To examine the predictive performance of STGP, we randomly split the simulated data set into a training set of 16 subjects and a test set of 8 subjects. Then, we predicted the image at the last time point for each of the 8 subjects in the test set. The prediction results are summarized in Table 2, which shows that STGP performs well even when the longitudinal data are sparse with unequal number of repeated measurements and different measurement times per subject.
Table 2.
Model | rtMSPE |
---|---|
Semiparametric model | 0.4885 |
Semiparametric model+FPCA | 0.4278 |
STGP | 0.4256 |
4 Real data analysis
4.1 ADNI PET data
We applied our proposed method to PET scans obtained at baseline, 6 months, and 12 months obtained from 159 subjects in the Alzheimer's Disease Neuroimaging Initiative (ADNI) study.
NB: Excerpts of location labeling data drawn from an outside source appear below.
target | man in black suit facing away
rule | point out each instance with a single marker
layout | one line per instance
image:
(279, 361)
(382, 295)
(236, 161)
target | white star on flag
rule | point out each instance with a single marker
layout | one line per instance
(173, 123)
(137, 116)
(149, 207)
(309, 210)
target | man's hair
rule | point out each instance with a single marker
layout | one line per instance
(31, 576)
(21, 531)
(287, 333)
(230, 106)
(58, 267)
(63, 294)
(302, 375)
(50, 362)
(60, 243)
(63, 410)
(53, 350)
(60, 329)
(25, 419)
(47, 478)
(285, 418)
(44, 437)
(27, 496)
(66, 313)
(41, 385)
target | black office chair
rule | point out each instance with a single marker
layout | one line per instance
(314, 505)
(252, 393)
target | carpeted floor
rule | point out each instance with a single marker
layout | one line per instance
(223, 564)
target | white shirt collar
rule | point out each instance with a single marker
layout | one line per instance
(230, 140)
Among them, there are 50 Normal Controls (NC), 58 Mild Cognitive Impairments (MCI) and 51 Alzheimer's Disease (AD) subjects. There are 97 males, whose mean baseline age is 77 years with standard deviation 6 years, and 62 females, whose mean baseline age is 75.5 years with standard deviation 6.7 years. FDG-PET images acquired 30-60 minutes post-injection were processed by using a standard image processing pipeline. A detailed description of PET protocols and acquisition can be found at www.adni-info.org. Such pipeline consists of average, spatial alignment, interpolation to a standard voxel size, intensity normalization, and smoothing to a common resolution of 8-mm full width at half maximum. The dimension of the processed PET images is 79×95×69.
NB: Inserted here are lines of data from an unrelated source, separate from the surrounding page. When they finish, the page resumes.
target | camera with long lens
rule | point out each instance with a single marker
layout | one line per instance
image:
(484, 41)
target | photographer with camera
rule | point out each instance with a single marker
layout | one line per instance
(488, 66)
We applied the prediction procedure in Section 2.3 to the PET scans. We randomly selected 80 subjects for a training set and used their data to train the prediction model. We included gender, diagnostic status (HC, MCI, AD), and age as covariates of interest. We first fitted the spatio-temporal Gaussian process model to the training data to estimate the fixed main effect μ(d, xi(t)), eigenvalue-eigenfunction pairs, and the model parameters in (6). Figure 4 presents the estimated μ̂(d, xi(t)) as a function of age corresponding to six combinations of diagnostic status and gender in a randomly selected voxel. For subjects in each of the six combinations, PET measure linearly decreases as age increases. Moreover, we observe that PET measures have two interesting patterns with HC>MCI>AD and Male>Female.
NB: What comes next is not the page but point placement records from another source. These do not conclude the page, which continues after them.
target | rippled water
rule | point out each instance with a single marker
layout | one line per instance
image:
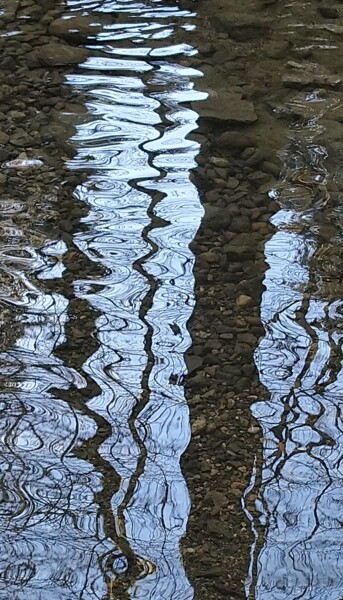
(93, 502)
(300, 362)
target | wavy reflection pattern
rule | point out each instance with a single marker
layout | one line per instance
(57, 542)
(300, 363)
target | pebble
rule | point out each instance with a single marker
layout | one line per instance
(244, 301)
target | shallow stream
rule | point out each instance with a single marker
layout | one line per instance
(95, 321)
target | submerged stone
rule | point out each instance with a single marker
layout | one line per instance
(228, 107)
(55, 54)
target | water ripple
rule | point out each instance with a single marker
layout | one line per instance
(91, 437)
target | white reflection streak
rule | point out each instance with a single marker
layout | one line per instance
(153, 267)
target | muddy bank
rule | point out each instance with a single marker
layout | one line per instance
(265, 147)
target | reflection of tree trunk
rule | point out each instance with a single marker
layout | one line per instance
(299, 361)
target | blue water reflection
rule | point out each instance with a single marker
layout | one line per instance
(94, 502)
(299, 362)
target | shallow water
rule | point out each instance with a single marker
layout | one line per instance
(94, 502)
(299, 359)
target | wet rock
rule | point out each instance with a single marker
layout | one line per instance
(199, 426)
(4, 138)
(244, 301)
(23, 164)
(238, 253)
(78, 28)
(22, 139)
(227, 107)
(240, 223)
(309, 74)
(54, 54)
(193, 363)
(240, 26)
(235, 140)
(328, 12)
(232, 183)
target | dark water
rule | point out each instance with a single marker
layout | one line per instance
(93, 502)
(299, 533)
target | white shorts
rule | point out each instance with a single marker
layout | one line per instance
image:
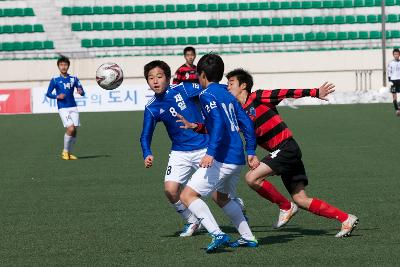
(69, 116)
(182, 164)
(219, 177)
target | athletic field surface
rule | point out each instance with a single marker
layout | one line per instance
(106, 209)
The voxels were partitioned into 128 mutually exclusive brain regions by our clustering method. For smoothing of the mean function, we used penalized smoothing spline with smoothing parameters estimated by REML. In Figure 5 (a), we present the relative eigenvalues associated with the covariance function Ση((d, t), (d′, t′)), which decrease slowly to zero. We also show some selected slices of the estimated eigenfunctions corresponding to the largest four eigenvalues in Figure 6. We specified (6) using the nonseparable Gneiting's covariance model as in the simulated example and estimated the model parameters by optimizing (11).
The fitted model was then used to predict the PET scans at 12 months for each of the 79 subjects in the test set, based on the images at baseline and 6 months. Figure 7 shows the individual PET images predicted at 12 months (bottom panel) along with the corresponding observed images (upper panel) for three selected subjects consisting of an NC, an MCI, and an AD subject. We find that there is a strong agreement between the observed and predicted images.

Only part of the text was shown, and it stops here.